The heavyset man got out of the basket. Lamartiere had seen more obvious signs of intelligence on the faces of sheep. Marie stepped away from the crank.

"Pietro," Father Blenis said, "bring up Rasile and your sister, please."

To Lamartiere he went on, "Pietro's strength has been a great help to our community since he and Louise arrived last month."

Marie turned and sniffed. Her good hand played with the stained dressings of the other.

"Look, Father," Lamartiere said. He spoke toward his hands in his lap because he was too tired to raise his eyes as he knew he should. The rhythmic squeals of the winch were starting to put him to sleep. "I don't mean to disturb your peace, but we have to stay here until we get in touch with Maury."

He shook his head again. It didn't help him think. "Or with the Council in Goncourt if they've got a better idea," he said. "We're going to need food and water, and if you don't help us get Hoodoo under cover you're going to learn how much the government cares for your neutrality as soon as the first drone comes over."

With Pietro's strength on the crank, the basket had already reached the battlements. The slim man and the woman, Louise, got out on opposite sides with the tense hostility of rival dogs. They looked remarkably fit in contrast to Marie, but neither was a person Lamartiere would have chosen to know in peacetime. He supposed that pimps and hard-faced whores sometimes became refugees also.
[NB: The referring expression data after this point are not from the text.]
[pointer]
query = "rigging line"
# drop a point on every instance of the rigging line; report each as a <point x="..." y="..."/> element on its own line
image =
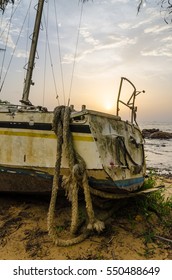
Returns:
<point x="60" y="56"/>
<point x="12" y="17"/>
<point x="51" y="62"/>
<point x="6" y="43"/>
<point x="45" y="60"/>
<point x="76" y="49"/>
<point x="15" y="48"/>
<point x="27" y="40"/>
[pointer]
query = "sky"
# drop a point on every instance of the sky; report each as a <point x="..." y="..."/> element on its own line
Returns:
<point x="109" y="40"/>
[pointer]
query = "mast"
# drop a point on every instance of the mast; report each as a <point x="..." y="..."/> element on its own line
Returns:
<point x="28" y="80"/>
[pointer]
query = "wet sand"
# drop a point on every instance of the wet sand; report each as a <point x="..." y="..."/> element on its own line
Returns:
<point x="23" y="232"/>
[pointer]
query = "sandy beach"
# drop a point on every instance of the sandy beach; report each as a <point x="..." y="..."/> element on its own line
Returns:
<point x="23" y="232"/>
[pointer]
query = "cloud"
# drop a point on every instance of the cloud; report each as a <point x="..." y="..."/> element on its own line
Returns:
<point x="158" y="52"/>
<point x="156" y="29"/>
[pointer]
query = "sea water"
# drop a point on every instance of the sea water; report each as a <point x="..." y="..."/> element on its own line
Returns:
<point x="158" y="152"/>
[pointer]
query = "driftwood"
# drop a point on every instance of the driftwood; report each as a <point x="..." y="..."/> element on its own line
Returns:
<point x="163" y="238"/>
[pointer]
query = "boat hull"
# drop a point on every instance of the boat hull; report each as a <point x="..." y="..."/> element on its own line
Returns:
<point x="112" y="150"/>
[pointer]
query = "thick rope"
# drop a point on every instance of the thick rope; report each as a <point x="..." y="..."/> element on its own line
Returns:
<point x="77" y="178"/>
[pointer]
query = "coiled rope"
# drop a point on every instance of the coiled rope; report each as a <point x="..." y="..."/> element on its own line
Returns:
<point x="77" y="178"/>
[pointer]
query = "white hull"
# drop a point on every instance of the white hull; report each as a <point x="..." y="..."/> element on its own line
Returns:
<point x="112" y="150"/>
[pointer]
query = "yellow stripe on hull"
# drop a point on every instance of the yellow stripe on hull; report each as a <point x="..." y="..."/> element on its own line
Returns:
<point x="76" y="136"/>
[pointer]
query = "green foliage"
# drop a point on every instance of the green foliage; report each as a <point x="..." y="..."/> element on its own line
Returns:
<point x="150" y="180"/>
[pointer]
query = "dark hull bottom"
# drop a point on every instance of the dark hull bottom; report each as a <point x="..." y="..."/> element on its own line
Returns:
<point x="29" y="181"/>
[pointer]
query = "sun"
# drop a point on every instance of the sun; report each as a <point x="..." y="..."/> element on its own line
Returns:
<point x="108" y="106"/>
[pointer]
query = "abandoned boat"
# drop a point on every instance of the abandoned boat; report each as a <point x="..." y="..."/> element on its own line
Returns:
<point x="111" y="148"/>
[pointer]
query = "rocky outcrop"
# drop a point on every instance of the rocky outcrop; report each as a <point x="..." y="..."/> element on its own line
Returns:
<point x="156" y="134"/>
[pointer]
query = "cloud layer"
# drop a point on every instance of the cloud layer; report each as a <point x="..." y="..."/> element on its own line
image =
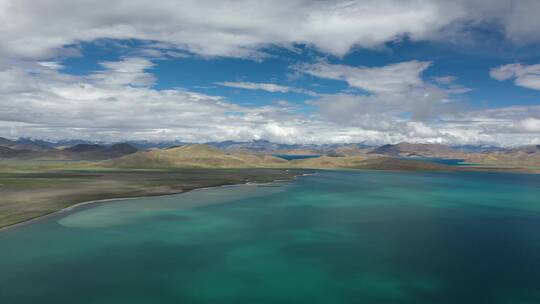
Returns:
<point x="386" y="103"/>
<point x="527" y="76"/>
<point x="242" y="28"/>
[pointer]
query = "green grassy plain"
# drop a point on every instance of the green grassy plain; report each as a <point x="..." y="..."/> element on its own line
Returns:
<point x="32" y="189"/>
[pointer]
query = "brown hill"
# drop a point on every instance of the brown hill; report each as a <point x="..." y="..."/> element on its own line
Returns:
<point x="194" y="156"/>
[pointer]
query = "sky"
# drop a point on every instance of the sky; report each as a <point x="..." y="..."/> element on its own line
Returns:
<point x="296" y="71"/>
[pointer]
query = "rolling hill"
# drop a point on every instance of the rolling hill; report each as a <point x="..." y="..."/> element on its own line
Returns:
<point x="194" y="156"/>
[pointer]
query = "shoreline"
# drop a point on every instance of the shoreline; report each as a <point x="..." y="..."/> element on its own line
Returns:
<point x="106" y="200"/>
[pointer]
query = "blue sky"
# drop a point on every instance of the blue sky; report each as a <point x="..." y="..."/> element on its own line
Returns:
<point x="300" y="71"/>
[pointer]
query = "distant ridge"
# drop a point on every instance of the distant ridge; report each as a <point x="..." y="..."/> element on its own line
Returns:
<point x="194" y="156"/>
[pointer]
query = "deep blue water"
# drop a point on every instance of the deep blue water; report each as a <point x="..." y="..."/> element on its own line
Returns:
<point x="333" y="237"/>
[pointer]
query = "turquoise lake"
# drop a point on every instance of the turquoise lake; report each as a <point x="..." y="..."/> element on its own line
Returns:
<point x="332" y="237"/>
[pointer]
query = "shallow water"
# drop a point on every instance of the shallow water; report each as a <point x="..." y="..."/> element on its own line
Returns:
<point x="333" y="237"/>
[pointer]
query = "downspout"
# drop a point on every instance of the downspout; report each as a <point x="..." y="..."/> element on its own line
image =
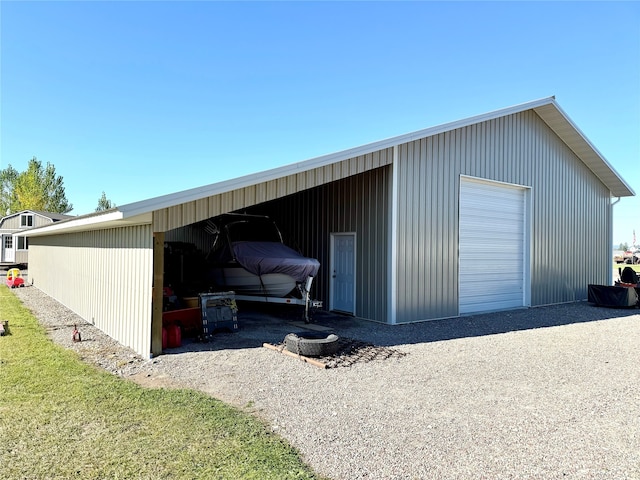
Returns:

"Carcassone doesn't fly anything over the Boukasset," Rasile said. Lamartiere blinked in surprise to hear so throaty and pleasant a voice coming from the rat-faced civilian. "If they do, Maury shoots them down. Or de Laburat does it himself."

Marie stepped forward. "Look, you don't belong here!" she said harshly to Lamartiere. "We'll give you water, and you can have food, too. I suppose you'll like the taste even better because you're snatching it out of the mouths of widows and orphans, won't you? But take your tank and your war away from us—or die, that would be fine. That would be even better!"

"Marie," Father Blenis said. His tone was sharper than Lamartiere had heard from him previously, though it was still mild after the rasping anger of the others who'd been speaking. "Mr. Lamartiere has come as a distressed traveler. You can see how tired he is. The Blessed Catherine has never turned such folk away in the past, as you well know."

"He's a soldier!" she said. "He came in a tank!"

"We won't let him bring weapons within the walls," Blenis replied. With the gentle humor Lamartiere was learning to recognize, he added, "Especially his tank. But he and his companion are welcome to the hospitality we offer to anyone passing by."